Library show features student projects
Sixty pieces are on display
Paintings of a pagoda, hex sign and a self-portrait silhouette are just three of more than 60 student artworks displayed in the windows of the Exeter Community Library.
The works will be exhibited at the library, 4565 Prestwick Drive, through April 4 in commemoration of Youth Art Month, held each March.
The month-long celebration encourages support for quality school art programs and recognition of skills, such as creativity, problem solving, observation and communication, developed through student art projects.
The Exeter library has hosted a student art show each March for the past 12 or so years, said Laura Kauffman, children’s library director.
“We were right in the middle of last year’s exhibit when COVID hit,” she said, noting the library closed its doors to the public last March and has not yet reopened. “I kept thinking ‘There sits all that beautiful artwork that people are not going to get to see.’ “
So she took photographs of the works and posted them on the library’s website. But that just wasn’t personal enough for Kauffman, who holds a degree in art history and art management. So this year, she came up with a way to hold an inperson exhibit while still observing recommended guidelines for coronavirus safety.
“With Laura’s help at the ECL we made it happen,” Tim DeWalt, a Reiffton School art teacher and Exeter School District art department chairman, said. “And we’re not looking at art online.”
Parents and guardians submitted the student works safely, too, by depositing them in a drop box outside the library.
As in past years, the school district partnered with the library to produce the show, which was open to all students in Berks County for the first time.

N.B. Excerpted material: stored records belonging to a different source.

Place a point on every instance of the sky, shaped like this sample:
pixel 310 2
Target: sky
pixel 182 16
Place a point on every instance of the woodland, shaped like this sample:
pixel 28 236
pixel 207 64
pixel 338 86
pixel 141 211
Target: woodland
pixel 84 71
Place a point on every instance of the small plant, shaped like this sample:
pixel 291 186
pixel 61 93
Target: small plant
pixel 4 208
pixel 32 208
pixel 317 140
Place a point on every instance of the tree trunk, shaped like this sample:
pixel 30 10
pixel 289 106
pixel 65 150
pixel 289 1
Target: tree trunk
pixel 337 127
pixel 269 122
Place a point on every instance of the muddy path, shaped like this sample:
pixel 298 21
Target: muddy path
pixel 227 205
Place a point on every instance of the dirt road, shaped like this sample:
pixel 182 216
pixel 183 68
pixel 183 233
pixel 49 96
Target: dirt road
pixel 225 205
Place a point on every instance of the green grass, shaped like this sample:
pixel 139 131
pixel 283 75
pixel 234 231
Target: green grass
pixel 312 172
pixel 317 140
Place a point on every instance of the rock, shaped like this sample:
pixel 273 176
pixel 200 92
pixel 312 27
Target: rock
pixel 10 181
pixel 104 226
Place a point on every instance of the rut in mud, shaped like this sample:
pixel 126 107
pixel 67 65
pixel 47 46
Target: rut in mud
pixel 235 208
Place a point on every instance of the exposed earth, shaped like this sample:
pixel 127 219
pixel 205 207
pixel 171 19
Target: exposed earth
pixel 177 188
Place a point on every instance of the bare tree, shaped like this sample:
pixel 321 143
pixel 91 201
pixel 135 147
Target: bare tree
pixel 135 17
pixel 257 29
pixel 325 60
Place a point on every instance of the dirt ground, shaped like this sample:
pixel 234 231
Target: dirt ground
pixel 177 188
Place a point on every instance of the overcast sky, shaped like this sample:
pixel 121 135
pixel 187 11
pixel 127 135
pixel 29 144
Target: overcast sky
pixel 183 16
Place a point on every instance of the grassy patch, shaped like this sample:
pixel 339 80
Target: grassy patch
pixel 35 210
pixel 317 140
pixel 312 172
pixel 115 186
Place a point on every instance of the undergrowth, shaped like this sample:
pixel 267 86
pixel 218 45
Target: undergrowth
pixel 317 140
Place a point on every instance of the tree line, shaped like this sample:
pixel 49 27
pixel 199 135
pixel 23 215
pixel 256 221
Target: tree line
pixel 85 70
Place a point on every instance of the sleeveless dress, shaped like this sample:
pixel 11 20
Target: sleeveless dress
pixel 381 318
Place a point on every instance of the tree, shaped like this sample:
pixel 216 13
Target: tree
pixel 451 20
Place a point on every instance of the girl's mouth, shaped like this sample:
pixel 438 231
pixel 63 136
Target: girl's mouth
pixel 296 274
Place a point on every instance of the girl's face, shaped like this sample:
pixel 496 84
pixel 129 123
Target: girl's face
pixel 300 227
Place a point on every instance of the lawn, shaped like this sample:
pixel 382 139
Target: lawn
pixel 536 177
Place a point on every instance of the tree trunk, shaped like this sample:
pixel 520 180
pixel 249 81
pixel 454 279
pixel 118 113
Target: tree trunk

Called Windows into Art, it features student artworks covering the huge windows wrapping around the building and filling the 20 panes composing a wall of glass on a gable end.
The works are best viewed by walking around the perimeter of the building in daylight.
“It is a way for the public to view the art while remaining outside and safely distanced,” Kauffman said.
There was another change, too.
“For the first time ever, the artworks are not all school assignments,” Kauffman said. “Many are chil- dren’s original works, what- ever they wanted to create.”
The only restriction was that the art had to be able to be hung in a window.
The art itself is a window, or outlet, for the youth, reflecting the way they view the world, how they are feeling and what they are thinking, she said.